La pré­sence de ce sys­tème se trouve, par exemple, dans les bureaux publics, nous devons com­prendre qu’il y a une construc­tion de clô­tures qui vous per­met d’arriver tou­jours en retard au bou­lot. Tout un sys­tème dans son ensemble le jus­ti­fie, offi­ciel­le­ment, qu’un employé d’un bureau public arrive tou­jours à dix au lieu d’ar­ri­ver à neuf. Si le sys­tème offi­ciel serait opé­ra­tion­nel, il appor­te­rait une sorte de frus­tra­tion.
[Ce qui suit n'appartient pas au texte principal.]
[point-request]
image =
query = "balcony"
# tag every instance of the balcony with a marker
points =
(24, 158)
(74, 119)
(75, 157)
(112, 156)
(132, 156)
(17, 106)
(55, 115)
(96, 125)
Par exemple, si un employé irait encais­ser un chèque et le chèque serait prêt, si à un type on lui a dit qu’à neuf heures et demie passe le bus et que le bus passe, tout cela condui­rait au chaos au niveau de l’inconscient d’un chi­lien moyen.

RUIZ : J’ai par­lé du rejet pro­gres­sif, c’est en cela que consiste, rela­ti­ve­ment, ma diver­gence avec Lan­dau. Il insiste à consi­dé­rer ces failles du com­por­te­ment comme des échecs ou des acci­dents. Il y a un com­por­te­ment ration­nel, qui consiste à aller au bou­lot, arri­ver à temps et faire bien son tra­vail. Ou, direc­te­ment, on refuse ce bou­lot pour détruire ce qu’il signi­fie. Les demi-mesures sont des indices du sous-déve­lop­pe­ment, c’est son point de vue, et en par­tie celle de Wright Mil­ls et de la grande majo­ri­té des socio­logues mar­xistes qui inter­prètent le Tiers Monde. Je sup­pose que le sché­ma est valable et as l’a­van­tage d’être très clair, de sorte qu’à par­tir de lui vous pou­vez rapi­de­ment cata­lo­guer tous les évé­ne­ments qui sont mis en avant. Mais il a l’in­con­vé­nient de créer, à par­tir du point de vue des résul­tats de nos recherches, une sorte de gel émo­tion­nel. C’est-à-dire qu’il est impos­sible de res­sen­tir de la sym­pa­thie pour ceux qui n’ont pas pris une déci­sion, pour ceux qui sont vic­times du sous-déve­lop­pe­ment, par consé­quent, pour nous tous à dif­fé­rent degré.

Mais pre­nons quel­qu’un qui par­ti­cipe à la lutte poli­tique jusqu’à ces der­nières consé­quences, un mili­tant du MIR. On peut faci­le­ment le détec­ter — et Lan­dau a prou­vé dans le film Fidel — une ving­taine ou trente carac­té­ris­tiques d’un habi­tant du Tiers-Monde, sous-déve­lop­pé, c’est-à-dire un cer­tain nombre d’in­co­hé­rences dans le com­por­te­ment. Il y a une cohé­rence géné­rale et vingt gestes qui la contre­disent. Pour Lan­dau, cette contra­dic­tion est un choc et aus­si pour la plu­part des socio­logues mar­xistes et intel­lec­tuels de la gauche euro­péenne. Ceci est sou­le­vé dans Les Dam­nés de la terre, de Fanon. Nous les êtres du Tiers Monde, dans la mesure où nous par­ti­ci­pons à ces inco­hé­rences, nous les assu­mons et la pra­ti­quons, nous sommes condam­nés, c’est-à-dire, en dehors de l’é­va­lua­tion, nous ne pou­vons être libres, nous ne sommes pas en mesure de sor­tir de ce monde, nous sommes condam­nés. Le fait que nous soyons clas­si­fiés ain­si nous conduit émo­tion­nel­le­ment à avoir une cer­taine ten­dance à reje­ter ces interprétations.